Having never owned or used one I'd like to know if I can vacuum pretty much anything or what the limitations are with them.


This is the one I'm looking at


http://www.lakeland.co.uk/19653/FoodSaver-Vacuum-Sealer


----------



## wade

Hi Paul

I have not used the Foodsaver but I have used the Eiffel Freshpack Pro - which gave me several years of good service before I moved to a chamber vac pack.

Danny has the Andrew James Commercial vacuum sealer and he should be able to give you the low down on this

I hope these help.


----------



## resurrected

Wade said:


> Hi Paul
> 
> I have not used the Foodsaver but I have used the Eiffel Freshpack Pro - which gave me several years of good service before I moved to a chamber vac pack.
> 
> Danny has the Andrew James Commercial vacuum sealer and he should be able to give you the low down on this
> 
> I hope these help.



Thank you, Wade. 

Can you vac pretty much anything?


----------



## kettlecooker

i've got the foodsaver one, decent bit of kit, the rolls are pretty thick(argos sell them) so stand up to things like chop bones etc, you can either just seal and make bags, that is great for throwing things like a couple of chicken breasts in marinade for a few hours, or you can obviously vac, we use that for freezing stuff, leftover ppork or the likes.

the only limitations with it are the bag width, you have got 11" but you can make the bags as long as you like.

would deffo recomend one.

kc.


----------



## kettlecooker

dunno if you will be interested, but i have just noticed this....

http://www.lidl.co.uk/en/our-offers-2491.htm?action=showDetail&id=25912

for that price, it's got to be worth a punt.

kc.


----------



## tombirmingham

Has anyone got one of these ? That is cheap !


----------



## tombirmingham

...just found these thoughts > http://www.ukcampsite.co.uk/chatter/display_topic_threads.asp?ForumID=6&TopicID=219583. Might be false economy ?


----------



## wade

The important things to look out for really depend on what you are wanting to vac pack for and how often.

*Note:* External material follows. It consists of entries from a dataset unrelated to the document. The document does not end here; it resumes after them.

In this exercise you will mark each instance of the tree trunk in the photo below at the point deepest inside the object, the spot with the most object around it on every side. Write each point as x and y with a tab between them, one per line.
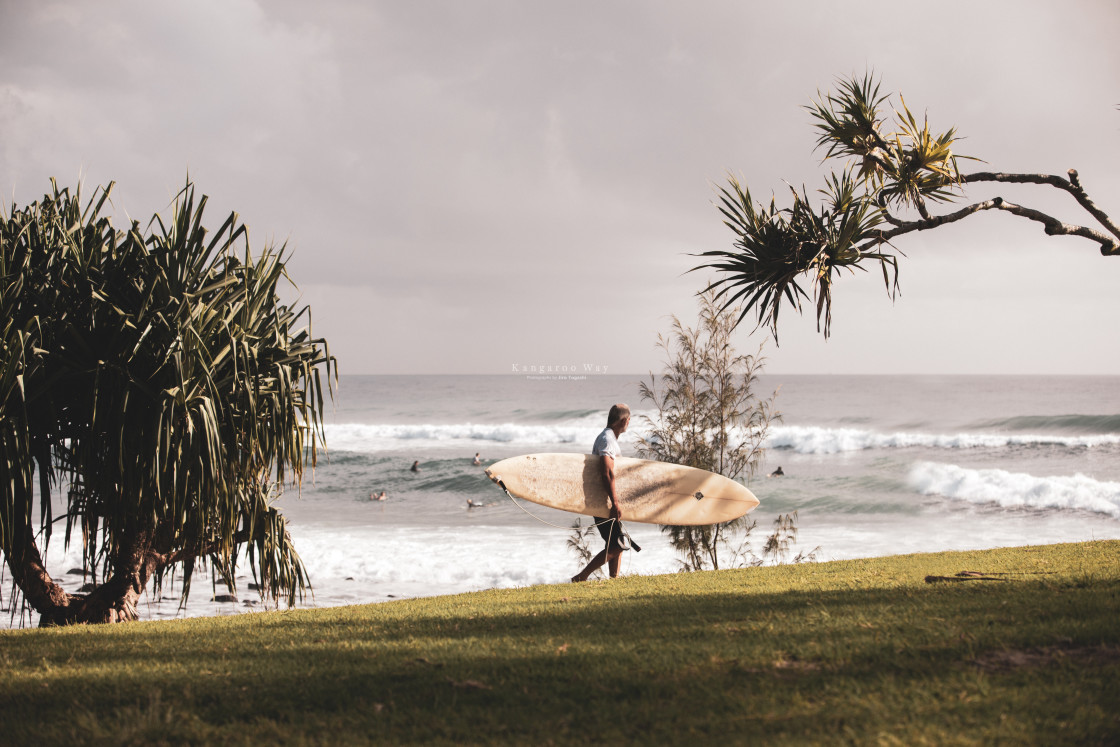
113	601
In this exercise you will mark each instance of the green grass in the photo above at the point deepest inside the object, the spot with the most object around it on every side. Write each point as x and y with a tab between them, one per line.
859	651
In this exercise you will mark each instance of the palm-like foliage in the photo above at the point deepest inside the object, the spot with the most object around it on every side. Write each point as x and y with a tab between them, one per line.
778	252
159	379
775	248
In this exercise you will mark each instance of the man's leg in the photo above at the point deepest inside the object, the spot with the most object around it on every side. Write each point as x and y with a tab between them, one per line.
614	560
591	567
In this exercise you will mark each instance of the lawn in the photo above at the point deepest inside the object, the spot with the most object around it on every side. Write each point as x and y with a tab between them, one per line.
862	651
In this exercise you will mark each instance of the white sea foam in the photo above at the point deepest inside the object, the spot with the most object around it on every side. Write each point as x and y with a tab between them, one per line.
1016	489
364	438
802	439
813	439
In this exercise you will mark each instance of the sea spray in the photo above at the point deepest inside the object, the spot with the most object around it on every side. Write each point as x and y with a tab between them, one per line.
1007	489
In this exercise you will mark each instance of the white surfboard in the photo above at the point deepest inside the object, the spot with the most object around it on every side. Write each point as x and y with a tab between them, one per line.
650	492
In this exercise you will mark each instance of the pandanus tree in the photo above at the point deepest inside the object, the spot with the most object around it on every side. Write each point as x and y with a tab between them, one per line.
158	393
897	173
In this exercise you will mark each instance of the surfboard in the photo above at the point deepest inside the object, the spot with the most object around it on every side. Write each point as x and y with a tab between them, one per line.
649	492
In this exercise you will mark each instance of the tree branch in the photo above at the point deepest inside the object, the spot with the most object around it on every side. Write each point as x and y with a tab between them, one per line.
1053	226
1072	185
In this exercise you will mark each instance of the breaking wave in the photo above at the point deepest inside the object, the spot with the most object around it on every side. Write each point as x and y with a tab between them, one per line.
1016	489
812	439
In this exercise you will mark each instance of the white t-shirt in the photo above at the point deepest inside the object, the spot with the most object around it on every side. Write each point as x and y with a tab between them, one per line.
607	442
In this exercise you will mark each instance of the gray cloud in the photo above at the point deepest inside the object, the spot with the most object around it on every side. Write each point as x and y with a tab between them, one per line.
455	171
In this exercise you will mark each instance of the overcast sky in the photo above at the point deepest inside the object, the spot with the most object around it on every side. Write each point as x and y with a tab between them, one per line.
472	186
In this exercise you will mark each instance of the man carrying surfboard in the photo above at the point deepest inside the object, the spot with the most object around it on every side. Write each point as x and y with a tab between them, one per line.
610	528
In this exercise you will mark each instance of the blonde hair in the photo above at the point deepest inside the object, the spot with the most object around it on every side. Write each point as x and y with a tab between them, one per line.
617	412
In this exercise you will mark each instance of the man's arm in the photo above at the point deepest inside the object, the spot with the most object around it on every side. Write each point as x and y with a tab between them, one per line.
608	476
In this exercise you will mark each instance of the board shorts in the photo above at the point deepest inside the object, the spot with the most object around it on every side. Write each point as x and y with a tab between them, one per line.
612	532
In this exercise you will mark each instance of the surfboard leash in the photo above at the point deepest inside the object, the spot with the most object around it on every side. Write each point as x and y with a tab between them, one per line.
633	545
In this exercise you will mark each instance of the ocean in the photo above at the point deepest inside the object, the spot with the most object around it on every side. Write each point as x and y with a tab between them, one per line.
873	465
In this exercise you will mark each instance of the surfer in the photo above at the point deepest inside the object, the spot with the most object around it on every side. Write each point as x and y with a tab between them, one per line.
606	446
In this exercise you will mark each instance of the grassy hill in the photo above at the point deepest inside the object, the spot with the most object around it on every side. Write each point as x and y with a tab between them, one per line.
865	651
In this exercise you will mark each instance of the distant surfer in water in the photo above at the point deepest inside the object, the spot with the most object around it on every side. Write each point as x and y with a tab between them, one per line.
606	446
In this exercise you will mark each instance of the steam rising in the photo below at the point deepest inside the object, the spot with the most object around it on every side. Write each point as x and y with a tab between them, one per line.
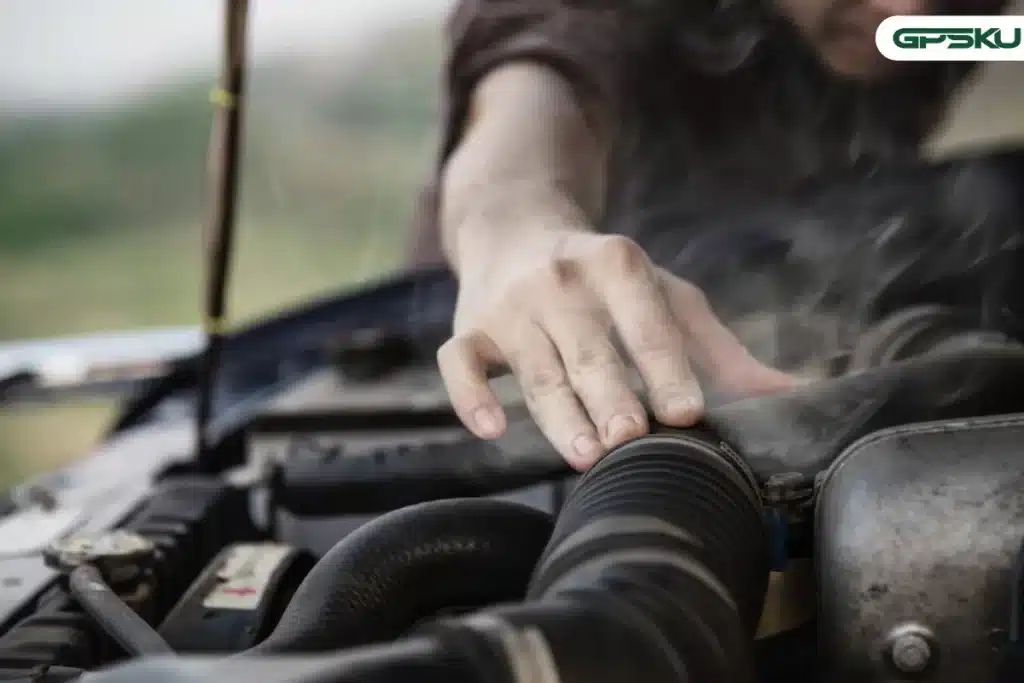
801	281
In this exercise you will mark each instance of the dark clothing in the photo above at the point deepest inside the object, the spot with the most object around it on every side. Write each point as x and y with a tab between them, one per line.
723	121
713	109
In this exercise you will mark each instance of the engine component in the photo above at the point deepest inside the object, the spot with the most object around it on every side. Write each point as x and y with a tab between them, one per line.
323	482
666	535
918	532
349	449
113	614
796	435
408	565
122	558
922	330
188	518
655	571
238	599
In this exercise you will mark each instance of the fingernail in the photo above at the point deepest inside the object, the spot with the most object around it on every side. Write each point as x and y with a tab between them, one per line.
685	407
588	447
623	427
487	421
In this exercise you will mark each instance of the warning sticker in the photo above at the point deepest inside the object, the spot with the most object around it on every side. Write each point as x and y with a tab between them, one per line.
246	574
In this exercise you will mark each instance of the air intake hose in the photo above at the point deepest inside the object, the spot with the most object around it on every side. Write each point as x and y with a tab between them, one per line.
669	531
656	571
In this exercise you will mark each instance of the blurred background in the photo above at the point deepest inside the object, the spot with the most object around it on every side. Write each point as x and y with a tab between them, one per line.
103	127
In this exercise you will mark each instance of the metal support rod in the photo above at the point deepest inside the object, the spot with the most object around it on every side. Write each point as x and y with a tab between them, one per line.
224	151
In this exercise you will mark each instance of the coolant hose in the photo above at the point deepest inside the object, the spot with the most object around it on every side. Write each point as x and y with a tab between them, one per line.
669	529
656	571
408	565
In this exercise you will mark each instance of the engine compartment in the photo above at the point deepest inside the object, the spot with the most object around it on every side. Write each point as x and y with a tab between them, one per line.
864	527
662	561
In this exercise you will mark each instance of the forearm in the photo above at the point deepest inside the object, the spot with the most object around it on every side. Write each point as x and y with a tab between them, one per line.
529	150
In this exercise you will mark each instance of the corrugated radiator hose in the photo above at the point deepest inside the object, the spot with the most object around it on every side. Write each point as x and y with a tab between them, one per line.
655	571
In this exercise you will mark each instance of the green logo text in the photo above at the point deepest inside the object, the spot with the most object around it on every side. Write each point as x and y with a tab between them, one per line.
956	39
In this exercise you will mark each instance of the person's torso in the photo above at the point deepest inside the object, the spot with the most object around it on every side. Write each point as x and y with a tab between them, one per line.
697	143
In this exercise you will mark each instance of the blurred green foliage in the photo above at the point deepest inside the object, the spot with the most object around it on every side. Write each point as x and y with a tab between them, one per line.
102	211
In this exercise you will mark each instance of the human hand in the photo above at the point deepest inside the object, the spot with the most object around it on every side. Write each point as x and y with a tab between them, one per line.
553	313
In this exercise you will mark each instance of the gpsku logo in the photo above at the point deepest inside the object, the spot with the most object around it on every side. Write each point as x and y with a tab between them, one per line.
984	38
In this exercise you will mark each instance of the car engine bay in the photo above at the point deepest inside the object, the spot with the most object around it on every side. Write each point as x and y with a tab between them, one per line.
341	525
385	544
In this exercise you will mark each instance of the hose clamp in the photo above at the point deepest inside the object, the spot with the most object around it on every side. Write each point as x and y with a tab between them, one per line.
526	649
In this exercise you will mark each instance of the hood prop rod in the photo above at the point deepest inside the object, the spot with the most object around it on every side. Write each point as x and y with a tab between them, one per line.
222	176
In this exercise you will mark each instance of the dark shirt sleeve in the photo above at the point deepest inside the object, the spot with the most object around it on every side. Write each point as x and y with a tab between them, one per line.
588	46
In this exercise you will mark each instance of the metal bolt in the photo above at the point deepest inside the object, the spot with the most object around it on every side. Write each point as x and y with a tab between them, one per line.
910	653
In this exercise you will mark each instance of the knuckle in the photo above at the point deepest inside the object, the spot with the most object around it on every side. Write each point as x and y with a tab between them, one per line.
563	272
689	295
589	357
621	255
656	341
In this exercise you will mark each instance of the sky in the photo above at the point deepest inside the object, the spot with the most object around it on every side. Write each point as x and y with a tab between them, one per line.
57	52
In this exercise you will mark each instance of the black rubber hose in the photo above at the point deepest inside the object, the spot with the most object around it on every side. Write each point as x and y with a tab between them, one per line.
669	531
407	566
116	619
656	571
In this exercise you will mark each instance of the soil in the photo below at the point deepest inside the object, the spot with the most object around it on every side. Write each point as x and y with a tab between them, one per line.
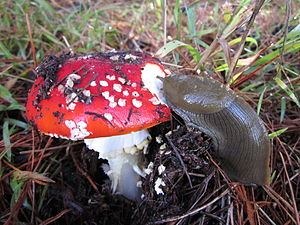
187	173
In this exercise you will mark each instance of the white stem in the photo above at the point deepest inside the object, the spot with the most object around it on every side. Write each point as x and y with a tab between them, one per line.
124	154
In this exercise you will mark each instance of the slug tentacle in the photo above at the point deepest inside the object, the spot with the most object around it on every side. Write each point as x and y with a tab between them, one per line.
239	136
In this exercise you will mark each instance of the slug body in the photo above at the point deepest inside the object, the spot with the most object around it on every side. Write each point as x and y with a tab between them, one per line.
239	136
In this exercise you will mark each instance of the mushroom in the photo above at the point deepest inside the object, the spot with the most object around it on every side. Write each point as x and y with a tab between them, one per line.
107	99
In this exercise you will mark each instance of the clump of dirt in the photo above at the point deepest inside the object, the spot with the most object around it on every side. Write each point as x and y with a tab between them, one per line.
73	192
180	170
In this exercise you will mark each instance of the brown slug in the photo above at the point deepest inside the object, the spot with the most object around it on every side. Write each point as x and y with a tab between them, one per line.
239	136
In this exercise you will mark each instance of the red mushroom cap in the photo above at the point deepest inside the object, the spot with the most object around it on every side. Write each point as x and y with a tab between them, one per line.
94	95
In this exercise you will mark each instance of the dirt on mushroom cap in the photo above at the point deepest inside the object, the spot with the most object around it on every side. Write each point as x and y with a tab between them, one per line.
104	90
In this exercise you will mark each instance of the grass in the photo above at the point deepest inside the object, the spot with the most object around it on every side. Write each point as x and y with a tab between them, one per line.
189	37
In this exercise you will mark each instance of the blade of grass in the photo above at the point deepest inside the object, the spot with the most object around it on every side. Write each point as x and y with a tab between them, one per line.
261	97
287	90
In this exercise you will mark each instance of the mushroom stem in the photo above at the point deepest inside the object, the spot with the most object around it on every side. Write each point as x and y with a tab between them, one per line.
124	155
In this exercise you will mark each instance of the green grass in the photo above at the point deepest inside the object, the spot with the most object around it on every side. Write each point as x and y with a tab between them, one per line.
197	41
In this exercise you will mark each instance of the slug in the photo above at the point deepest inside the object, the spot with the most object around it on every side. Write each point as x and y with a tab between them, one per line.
239	137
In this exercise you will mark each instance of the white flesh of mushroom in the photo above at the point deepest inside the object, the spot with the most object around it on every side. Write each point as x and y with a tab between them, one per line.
123	153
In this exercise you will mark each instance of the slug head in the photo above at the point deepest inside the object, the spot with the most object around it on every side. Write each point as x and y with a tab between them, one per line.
197	94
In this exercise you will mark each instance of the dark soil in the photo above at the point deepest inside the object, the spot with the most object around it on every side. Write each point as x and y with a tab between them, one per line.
188	174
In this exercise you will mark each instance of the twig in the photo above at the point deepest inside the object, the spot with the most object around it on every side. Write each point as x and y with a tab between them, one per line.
54	218
83	172
181	161
190	213
287	15
31	39
236	57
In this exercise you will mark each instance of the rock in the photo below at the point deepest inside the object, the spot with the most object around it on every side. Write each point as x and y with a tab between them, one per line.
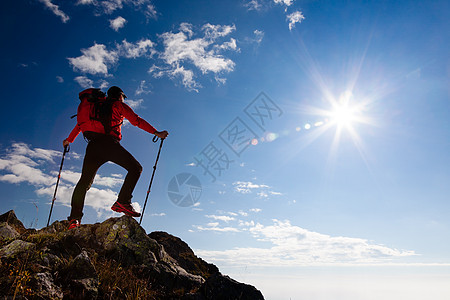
15	248
220	287
115	259
124	238
45	287
83	280
7	231
183	254
11	219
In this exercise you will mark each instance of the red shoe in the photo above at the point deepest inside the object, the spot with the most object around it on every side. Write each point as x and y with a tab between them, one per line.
127	209
74	223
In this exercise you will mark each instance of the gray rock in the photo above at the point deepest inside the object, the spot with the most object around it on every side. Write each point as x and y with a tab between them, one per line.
7	232
45	286
15	248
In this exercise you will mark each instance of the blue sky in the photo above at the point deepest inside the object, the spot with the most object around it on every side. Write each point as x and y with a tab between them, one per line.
314	134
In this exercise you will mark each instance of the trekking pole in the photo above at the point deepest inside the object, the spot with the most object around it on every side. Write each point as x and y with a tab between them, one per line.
155	139
66	149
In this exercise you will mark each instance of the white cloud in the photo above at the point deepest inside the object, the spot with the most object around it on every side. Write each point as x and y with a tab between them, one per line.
158	215
294	246
246	187
182	52
221	218
215	227
253	5
84	82
285	2
85	2
151	12
142	89
134	104
95	60
295	17
259	35
117	23
110	6
140	48
55	9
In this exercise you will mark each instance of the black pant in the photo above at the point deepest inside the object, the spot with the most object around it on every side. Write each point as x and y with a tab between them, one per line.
101	149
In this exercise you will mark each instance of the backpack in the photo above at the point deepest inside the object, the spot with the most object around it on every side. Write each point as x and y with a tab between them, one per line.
100	107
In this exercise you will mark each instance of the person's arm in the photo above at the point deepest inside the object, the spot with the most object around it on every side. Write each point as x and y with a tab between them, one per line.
73	134
141	123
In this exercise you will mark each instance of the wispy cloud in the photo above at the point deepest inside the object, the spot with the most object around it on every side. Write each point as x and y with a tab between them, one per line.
110	6
295	17
294	246
284	2
221	218
134	104
135	50
84	82
253	5
117	23
214	226
142	89
182	52
55	9
95	60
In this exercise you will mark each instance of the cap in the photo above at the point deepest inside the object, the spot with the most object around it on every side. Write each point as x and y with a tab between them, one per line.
115	92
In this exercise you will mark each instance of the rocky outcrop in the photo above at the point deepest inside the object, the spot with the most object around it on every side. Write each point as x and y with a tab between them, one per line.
115	259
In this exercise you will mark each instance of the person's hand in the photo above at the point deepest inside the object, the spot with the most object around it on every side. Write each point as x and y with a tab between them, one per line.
162	134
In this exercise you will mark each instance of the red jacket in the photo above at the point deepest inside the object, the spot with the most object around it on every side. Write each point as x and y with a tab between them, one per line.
120	110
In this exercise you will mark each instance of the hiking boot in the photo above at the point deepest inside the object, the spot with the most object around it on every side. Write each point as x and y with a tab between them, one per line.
74	223
127	209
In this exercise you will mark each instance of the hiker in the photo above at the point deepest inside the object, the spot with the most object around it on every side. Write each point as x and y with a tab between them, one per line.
104	145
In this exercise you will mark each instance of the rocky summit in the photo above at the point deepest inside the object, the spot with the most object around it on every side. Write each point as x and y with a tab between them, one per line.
115	259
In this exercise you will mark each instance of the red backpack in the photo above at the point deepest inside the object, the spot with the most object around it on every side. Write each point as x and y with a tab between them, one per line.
100	108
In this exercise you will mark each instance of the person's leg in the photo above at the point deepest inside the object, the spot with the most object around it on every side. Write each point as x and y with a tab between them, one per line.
124	159
93	159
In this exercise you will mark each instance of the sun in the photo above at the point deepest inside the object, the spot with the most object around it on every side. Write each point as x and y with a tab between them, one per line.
344	113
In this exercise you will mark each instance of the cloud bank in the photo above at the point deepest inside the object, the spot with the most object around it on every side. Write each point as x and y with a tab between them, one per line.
291	246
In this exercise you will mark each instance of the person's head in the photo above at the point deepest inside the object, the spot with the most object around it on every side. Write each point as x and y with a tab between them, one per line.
115	92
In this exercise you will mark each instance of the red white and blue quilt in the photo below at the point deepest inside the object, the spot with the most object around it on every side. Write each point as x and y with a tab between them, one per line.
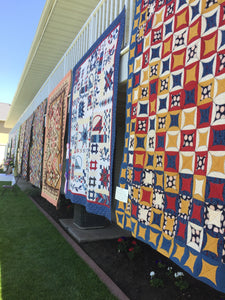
172	184
92	122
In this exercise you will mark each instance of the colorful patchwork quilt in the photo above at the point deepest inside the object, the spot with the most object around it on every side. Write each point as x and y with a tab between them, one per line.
26	147
92	122
54	140
37	144
172	184
20	149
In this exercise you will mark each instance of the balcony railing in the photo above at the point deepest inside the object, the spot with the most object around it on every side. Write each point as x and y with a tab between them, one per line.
103	15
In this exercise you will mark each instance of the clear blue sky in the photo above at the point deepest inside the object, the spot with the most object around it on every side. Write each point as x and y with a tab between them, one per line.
18	23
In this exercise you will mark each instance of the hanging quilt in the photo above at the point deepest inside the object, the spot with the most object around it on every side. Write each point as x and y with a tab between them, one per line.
92	122
26	147
20	150
172	185
54	140
37	144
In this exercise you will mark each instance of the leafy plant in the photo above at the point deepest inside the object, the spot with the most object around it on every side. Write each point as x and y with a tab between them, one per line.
129	247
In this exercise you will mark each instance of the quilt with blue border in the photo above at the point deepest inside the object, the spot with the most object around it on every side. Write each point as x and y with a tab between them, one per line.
173	168
92	122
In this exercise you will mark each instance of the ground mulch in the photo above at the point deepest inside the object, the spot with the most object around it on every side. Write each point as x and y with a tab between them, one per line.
132	272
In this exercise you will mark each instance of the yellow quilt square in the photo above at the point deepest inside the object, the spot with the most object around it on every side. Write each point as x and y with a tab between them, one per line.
159	160
172	141
216	164
189	117
205	91
171	182
186	162
199	187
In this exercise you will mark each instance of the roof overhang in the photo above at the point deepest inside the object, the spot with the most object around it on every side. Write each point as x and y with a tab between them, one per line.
60	22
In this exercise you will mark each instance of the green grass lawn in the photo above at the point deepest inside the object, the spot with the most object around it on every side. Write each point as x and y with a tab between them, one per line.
35	261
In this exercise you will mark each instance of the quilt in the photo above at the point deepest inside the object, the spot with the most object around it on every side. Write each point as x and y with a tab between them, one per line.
92	122
37	145
172	185
26	147
54	140
20	149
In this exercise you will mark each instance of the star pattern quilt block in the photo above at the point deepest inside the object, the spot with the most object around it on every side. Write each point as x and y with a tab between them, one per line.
174	157
92	122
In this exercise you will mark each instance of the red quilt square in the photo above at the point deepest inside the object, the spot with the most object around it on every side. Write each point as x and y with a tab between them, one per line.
181	229
201	159
220	63
197	212
176	100
139	159
171	161
204	114
170	9
217	138
157	35
178	60
141	125
182	19
191	74
170	202
186	184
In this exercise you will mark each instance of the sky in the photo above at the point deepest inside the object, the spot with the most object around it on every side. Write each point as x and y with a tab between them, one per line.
18	23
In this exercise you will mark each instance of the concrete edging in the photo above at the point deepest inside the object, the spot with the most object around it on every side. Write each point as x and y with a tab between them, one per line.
114	289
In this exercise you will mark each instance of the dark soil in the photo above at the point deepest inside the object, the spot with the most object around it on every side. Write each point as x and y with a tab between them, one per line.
132	274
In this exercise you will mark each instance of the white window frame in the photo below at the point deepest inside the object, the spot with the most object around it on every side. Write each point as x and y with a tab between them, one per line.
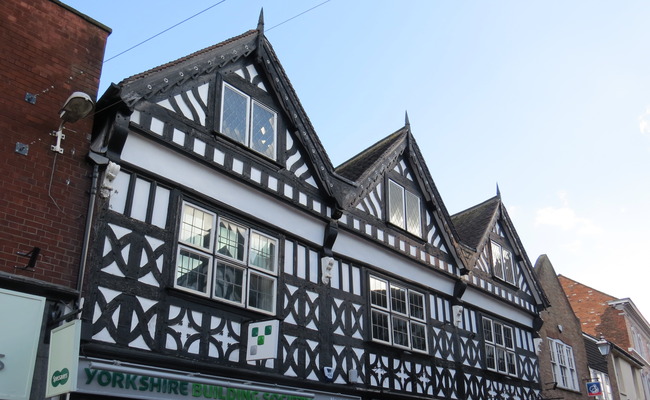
402	206
251	105
497	344
216	259
605	384
412	315
563	365
499	261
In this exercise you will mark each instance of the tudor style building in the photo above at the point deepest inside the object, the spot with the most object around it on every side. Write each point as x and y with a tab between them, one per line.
230	259
44	179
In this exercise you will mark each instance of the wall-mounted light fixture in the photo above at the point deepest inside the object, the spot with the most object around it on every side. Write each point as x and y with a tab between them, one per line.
78	106
326	263
604	346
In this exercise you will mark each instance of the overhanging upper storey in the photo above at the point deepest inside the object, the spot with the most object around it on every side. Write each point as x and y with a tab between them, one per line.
491	248
391	198
231	107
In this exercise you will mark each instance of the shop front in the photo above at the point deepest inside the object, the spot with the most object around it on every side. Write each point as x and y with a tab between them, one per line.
126	380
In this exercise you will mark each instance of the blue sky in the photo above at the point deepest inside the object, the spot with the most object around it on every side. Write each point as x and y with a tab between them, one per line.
549	100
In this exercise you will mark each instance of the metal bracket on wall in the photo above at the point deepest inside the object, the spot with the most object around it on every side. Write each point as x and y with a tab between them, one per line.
33	255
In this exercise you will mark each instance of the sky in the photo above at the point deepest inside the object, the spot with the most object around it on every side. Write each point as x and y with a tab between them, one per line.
548	100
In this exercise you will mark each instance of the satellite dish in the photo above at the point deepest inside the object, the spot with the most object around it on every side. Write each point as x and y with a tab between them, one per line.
78	106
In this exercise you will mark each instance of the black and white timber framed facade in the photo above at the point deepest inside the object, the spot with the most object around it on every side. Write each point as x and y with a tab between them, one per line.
229	253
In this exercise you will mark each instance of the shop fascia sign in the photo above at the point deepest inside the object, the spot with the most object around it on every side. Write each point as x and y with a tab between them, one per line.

The important things are really sealing width, vacuum achieved, the power of the heat sealer and the duty cycle

*Sealing width*  - I found that the 30 cm of the Eiffel would do almost all of what I needed - There were a couple of times when I would have liked a larger seal but they were very rare
*Vacuum*  - Look for one that will do -0.8 Bar to -0.9 Bar. This is not as high as the in the chamber sealers but is good for a side suction unit
*Heat sealer*  - Along with the thickness/quality of the bag this determines how well the bag will remain sealed. The ideal is to have one that provides a twin heat seal but this is uncommon in this type of packer. Instead you should ensure that the unit can also do "seal only" as this will enable you to add a second seal if required. For thicker bags (e.g. sous vide) you will also need to have a more powerful heat seal.
*Duty cycle*  - check its usage rating by looking at the product reviews. Some are only designed for casual kitchen use and will overheat if used constantly without being allowed to cool. If you are only planning to seal the odd pack of leftovers this will not matter too much bit if you plan to pack 20 bags of smoked cheese at a time then this is a consideration.
I cannot see the vacuum rating or the sealing capability of the Foodsaver though I expect that they are out there.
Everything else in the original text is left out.